Slow-down of a program built with gfortran in an Intel oneAPI command window

One other perhaps silly question: do you have a newer processor that has both P-cores (Performance cores) and E-cores (efficiency cores)? If so, perhaps the oneAPI window is defaulting to a E-core or is by default launching processes on e-cores. Just a possibility.

Yes, it does have both types. I should perhaps try to work with the affinity option to get the processes to run on the right one. I have done experiments with that for the threaded version, but there did not seem to be much influence. And I would not expect an 8 to 10-fold slow-down if the process happens to be assigned to the wrong processor type. But it is the most likely reason that I have seen so far.

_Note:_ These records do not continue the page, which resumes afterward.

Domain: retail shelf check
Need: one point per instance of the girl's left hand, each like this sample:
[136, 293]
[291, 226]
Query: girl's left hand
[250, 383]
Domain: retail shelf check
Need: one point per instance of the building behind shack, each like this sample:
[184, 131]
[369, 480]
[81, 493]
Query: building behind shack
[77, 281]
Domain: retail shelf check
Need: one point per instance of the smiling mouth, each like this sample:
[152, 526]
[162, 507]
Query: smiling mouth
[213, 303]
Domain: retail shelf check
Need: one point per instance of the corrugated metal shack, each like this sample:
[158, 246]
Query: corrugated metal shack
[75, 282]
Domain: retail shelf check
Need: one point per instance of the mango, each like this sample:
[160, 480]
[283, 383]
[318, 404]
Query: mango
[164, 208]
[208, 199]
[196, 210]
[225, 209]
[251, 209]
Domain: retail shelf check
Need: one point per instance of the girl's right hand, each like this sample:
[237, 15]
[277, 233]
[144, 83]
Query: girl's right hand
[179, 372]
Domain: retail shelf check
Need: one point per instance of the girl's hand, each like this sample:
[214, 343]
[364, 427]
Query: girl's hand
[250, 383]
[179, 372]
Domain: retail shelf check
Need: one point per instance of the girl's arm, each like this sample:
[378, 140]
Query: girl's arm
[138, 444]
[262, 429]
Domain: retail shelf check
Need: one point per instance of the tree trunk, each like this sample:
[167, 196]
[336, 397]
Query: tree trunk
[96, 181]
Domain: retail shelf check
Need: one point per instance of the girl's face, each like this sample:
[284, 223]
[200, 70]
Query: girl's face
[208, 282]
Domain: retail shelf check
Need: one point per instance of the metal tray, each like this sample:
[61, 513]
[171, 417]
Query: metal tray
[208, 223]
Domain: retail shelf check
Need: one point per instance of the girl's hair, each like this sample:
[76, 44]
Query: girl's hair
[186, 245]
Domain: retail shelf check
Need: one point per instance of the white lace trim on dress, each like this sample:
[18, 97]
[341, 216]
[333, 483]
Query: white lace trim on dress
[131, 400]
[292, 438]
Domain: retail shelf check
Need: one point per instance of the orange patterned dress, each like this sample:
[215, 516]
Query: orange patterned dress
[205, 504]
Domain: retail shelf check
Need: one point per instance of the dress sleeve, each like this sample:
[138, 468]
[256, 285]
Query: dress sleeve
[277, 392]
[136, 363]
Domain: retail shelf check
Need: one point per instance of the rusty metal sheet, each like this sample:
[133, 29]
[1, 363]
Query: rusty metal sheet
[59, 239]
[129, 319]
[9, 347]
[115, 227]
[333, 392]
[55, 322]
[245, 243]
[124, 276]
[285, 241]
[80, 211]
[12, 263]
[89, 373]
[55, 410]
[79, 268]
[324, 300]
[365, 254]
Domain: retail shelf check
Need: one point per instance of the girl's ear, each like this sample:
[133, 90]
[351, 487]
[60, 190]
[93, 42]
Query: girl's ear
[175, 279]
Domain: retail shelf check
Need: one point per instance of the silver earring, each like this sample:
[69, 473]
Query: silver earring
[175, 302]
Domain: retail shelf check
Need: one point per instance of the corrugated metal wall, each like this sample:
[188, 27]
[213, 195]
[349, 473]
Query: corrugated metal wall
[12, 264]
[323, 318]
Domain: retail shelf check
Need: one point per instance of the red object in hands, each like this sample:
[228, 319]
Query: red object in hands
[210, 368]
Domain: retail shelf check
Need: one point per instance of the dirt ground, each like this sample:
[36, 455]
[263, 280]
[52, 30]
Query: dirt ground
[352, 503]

I just tried it by specifying the affinity to the program’s run (FYI: start /b /wait /affinity 0xAAAAAA program - the string of A’s is what I gathered from some website to be the selection of the performant cores). Result: 100 seconds for the 700x700 matrix.
But the plain run, so no affinity, took 70 seconds in the same Intel oneAPI command window.
The other runs, the ones I was complaining about, took 163 seconds for this size.
I should probably try a wider set of cases, but my eariler observation that the effect is reproducible seems less solid.

Quick check: the time I recorded from a plain window is 15 seconds. So, all the other timings I reported today are far longer.